El estallido de Chile
terminó resonando en la Argentina. Porque el colapso del régimen que hasta ahora encarna Piñera desmontó los dos principales argumentos persuasivos del macrismo: 1) “Estamos mal por culpa del pasado populista”. 2) “Vamos a estar bien en el futuro gracias a los sacrificios del presente”.
El futuro llegó. La apelación a un "segundo semestre", la irrupción de los "brotes verdes" constituyeron aquí, durante cuatro años, la garantía de sustentabilidad de un presente en continuo declive. Pero la promesa de una felicidad eternamente diferida encontró en el “caso chileno” un espejo que nos mostró, en ese “puro presente”, la imagen de nuestro futuro. Se comprobó empíricamente lo que veníamos sosteniendo en el plano ideológico: esa zanahoria que siempre nos ponían adelante y que en Chile estuvieron persiguiendo durante treinta años, no existía. Y cuando ya no se puede mostrar más la zanahoria, se transforma en garrote.
La debacle neoliberal de Chile también desarticula otros mitos vinculados con la temporalidad. El de la “pesada herencia” es uno de ellos. El país trasandino venía transitando treinta años de alternancia amigable; demócratas cristianos, socialistas y liberales declarados podían diferir en los matices del maquillaje pero acordaban en la irreversibilidad del modelo económico. Al no haber confrontación ideológica ni afectación de intereses, ni siquiera fue necesario acudir a la muletilla de “se robaron todo” para justificar que se borrara de un plumazo lo hecho en los períodos anteriores. Se imponían las famosas “políticas de estado”, esas que también se reclaman acá y que casi siempre son de derecha. Los sucesivos gobiernos chilenos parecían empujados por el fatalismo del éxito. Salvo por un par de protestas estudiantiles (en 2006 y 2011) tampoco hubo “palos en la rueda”, otro caballito de batalla esgrimido aquí para explicar por qué la felicidad nunca terminaba de llegar. El “caso chileno”, pieza de laboratorio y ejemplo propagandístico, se encaminó sin obstáculos ni excusas hacia su propio fracaso. Los tecnócratas liberales no terminan de explicar, porque no lo entienden, qué es lo que salió mal.
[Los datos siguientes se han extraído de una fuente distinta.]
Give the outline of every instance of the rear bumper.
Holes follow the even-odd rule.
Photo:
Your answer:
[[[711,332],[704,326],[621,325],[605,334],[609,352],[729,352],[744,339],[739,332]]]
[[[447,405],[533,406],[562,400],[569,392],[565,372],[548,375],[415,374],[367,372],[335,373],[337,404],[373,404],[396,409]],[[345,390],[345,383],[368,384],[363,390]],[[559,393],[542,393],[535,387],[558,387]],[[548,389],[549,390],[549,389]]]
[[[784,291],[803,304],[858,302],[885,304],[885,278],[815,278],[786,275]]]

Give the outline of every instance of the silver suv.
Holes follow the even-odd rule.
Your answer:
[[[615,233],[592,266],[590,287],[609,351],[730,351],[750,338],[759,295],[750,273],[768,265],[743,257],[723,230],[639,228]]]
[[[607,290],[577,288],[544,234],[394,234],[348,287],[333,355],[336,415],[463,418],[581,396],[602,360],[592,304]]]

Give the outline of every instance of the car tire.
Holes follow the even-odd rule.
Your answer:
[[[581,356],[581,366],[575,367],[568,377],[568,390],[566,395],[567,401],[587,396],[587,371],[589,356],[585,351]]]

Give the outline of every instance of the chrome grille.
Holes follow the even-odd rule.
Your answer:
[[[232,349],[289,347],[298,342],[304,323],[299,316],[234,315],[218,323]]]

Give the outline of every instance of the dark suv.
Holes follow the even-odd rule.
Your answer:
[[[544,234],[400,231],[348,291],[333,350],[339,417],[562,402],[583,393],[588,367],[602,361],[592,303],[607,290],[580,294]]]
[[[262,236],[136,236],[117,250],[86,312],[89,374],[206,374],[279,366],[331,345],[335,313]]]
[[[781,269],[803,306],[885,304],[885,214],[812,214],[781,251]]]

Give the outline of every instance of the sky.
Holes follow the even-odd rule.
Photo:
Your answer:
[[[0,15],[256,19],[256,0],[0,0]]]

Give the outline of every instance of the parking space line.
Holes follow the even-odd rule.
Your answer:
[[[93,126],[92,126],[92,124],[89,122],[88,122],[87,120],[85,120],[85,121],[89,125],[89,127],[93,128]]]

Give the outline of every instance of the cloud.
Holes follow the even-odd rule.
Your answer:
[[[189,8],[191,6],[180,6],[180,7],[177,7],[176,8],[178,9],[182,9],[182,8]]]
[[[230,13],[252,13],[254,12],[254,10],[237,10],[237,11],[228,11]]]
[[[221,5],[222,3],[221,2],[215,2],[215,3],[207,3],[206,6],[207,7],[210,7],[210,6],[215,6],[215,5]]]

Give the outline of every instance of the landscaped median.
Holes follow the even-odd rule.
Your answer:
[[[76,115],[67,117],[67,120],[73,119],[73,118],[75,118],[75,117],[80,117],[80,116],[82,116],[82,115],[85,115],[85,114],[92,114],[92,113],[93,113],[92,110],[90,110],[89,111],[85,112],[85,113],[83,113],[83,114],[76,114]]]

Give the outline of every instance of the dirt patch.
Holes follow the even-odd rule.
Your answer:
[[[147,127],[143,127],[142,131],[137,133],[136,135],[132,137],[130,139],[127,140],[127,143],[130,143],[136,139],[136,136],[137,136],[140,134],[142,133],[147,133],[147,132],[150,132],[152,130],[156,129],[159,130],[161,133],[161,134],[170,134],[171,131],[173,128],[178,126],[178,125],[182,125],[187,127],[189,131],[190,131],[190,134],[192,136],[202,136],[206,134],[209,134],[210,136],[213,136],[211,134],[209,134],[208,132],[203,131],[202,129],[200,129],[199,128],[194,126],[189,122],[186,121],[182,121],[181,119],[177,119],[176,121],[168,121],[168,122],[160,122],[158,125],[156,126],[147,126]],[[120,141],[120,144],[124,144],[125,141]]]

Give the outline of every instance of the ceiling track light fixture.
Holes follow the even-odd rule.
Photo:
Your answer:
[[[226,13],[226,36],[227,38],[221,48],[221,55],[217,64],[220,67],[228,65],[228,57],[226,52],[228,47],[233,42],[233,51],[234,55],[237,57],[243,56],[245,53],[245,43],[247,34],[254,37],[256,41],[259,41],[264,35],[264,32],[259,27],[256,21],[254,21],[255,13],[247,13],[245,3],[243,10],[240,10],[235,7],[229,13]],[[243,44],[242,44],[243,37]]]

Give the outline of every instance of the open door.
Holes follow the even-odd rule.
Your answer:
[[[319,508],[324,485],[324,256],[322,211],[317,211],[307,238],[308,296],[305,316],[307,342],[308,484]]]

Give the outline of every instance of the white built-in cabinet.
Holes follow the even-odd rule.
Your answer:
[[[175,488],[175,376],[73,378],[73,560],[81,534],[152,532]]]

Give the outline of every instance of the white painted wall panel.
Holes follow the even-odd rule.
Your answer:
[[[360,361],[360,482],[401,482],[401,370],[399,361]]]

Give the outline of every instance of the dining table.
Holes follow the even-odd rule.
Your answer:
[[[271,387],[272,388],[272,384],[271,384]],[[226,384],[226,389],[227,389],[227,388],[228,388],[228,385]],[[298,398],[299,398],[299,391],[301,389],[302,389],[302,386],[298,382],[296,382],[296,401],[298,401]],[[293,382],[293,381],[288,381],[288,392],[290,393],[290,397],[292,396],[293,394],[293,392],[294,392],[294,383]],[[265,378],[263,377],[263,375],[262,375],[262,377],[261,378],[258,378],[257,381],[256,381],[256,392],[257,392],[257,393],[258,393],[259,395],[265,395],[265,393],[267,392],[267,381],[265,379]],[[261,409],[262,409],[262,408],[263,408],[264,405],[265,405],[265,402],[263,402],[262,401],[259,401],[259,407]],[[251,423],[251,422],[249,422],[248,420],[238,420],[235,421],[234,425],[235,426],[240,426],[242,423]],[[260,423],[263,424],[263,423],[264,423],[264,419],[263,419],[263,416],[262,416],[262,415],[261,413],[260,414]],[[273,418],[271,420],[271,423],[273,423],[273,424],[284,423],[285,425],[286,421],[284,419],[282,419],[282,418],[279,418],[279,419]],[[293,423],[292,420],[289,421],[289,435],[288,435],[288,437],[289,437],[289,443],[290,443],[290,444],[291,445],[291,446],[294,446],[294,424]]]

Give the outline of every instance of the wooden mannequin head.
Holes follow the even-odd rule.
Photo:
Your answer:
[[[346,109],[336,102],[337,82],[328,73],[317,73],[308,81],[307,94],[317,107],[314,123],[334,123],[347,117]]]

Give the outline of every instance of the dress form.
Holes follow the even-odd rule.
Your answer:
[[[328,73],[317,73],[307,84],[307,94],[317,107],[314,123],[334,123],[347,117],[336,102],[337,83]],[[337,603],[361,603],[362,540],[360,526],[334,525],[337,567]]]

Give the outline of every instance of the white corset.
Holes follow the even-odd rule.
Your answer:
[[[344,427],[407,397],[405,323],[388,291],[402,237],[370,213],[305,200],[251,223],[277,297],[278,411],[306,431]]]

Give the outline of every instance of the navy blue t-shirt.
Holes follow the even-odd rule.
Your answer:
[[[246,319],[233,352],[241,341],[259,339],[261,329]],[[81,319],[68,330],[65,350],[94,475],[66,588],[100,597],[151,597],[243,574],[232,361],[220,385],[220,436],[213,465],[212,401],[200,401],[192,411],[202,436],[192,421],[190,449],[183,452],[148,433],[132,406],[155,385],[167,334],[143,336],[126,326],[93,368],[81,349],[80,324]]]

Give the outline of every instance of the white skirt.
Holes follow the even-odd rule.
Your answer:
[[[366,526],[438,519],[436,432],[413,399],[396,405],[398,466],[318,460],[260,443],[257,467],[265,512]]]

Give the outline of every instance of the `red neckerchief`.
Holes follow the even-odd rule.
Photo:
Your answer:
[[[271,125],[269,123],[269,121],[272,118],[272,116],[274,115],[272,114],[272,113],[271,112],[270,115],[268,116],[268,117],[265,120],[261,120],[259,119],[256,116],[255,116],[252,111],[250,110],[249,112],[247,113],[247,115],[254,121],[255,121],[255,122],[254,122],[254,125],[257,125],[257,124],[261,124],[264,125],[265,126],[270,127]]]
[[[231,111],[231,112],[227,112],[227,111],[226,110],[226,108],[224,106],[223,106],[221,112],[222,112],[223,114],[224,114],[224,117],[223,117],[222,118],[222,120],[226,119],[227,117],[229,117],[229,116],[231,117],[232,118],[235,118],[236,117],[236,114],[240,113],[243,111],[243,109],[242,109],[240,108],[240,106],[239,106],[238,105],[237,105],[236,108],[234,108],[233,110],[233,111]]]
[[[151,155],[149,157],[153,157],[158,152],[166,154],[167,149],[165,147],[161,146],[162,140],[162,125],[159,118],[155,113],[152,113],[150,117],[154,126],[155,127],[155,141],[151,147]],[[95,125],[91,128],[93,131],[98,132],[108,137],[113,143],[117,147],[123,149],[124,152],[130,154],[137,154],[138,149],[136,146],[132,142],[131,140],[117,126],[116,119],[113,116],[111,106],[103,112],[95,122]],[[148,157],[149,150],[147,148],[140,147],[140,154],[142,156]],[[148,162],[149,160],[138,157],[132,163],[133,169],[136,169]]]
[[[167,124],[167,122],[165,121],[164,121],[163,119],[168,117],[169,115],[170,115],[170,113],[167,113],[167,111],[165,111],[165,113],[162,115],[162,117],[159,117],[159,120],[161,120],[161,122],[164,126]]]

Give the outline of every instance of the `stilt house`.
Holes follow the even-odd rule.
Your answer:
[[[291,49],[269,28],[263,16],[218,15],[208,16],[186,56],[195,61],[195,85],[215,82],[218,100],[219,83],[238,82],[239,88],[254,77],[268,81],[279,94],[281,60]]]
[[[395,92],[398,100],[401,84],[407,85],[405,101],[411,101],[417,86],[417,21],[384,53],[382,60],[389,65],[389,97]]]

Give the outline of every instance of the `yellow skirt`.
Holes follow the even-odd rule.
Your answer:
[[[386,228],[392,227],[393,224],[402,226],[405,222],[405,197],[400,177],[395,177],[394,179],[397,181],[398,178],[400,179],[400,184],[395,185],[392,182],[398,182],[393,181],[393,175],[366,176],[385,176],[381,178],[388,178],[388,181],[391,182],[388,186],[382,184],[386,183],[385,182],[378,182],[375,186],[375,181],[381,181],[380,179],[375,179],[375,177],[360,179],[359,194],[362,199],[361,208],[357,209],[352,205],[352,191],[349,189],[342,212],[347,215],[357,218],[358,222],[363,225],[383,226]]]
Porque el fracaso no está en los nombres ni en la implementación más o menos eficaz de un plan económico sino en la propia naturaleza del sistema. El neoliberalismo es así: siempre concentra riqueza y nunca derrama. Los chilenos esperaron treinta años y un día se cansaron. La mayoría de los argentinos tuvimos mucha menos paciencia pero más templanza: solo aguantamos cuatro años, pero no explotamos porque teníamos una alternativa. Llama la atención, de todos modos, la velocidad del derrumbre macrista, atribuible quizás a su voracidad por los negocios inmediatos y a su ineptitud para aplicar su política regresiva de un modo más prolijo y menos traumático. Esto es, para ponerle a la gente la zanahoria un poquito más a mano.
Pero el estallido chileno, que ya adoptó como una suerte de slogan “no son 30 pesos, son 30 años” nos ayuda, también, a despersonalizar el objeto de la crítica. Cuando aquí los gurúes de la ortodoxia económica y el establishment mediático concentren las culpas en Macri para intentar salvar el modelo, habrá que recordar que el neoliberalismo, como idea, ya probó con la zanahoria y el garrote, primero con Videla, después con Menem, con De la Rúa y con Macri. Los usó y los descartó (en rigor, aún es temprano para ver qué hacen con el hombre antes conocido como “Mauricio”), casi como viene haciendo con la mayoría de la gente. Alguna vez –ojalá éste sea el momento-- habrá que descartar definitivamente el neoliberalismo.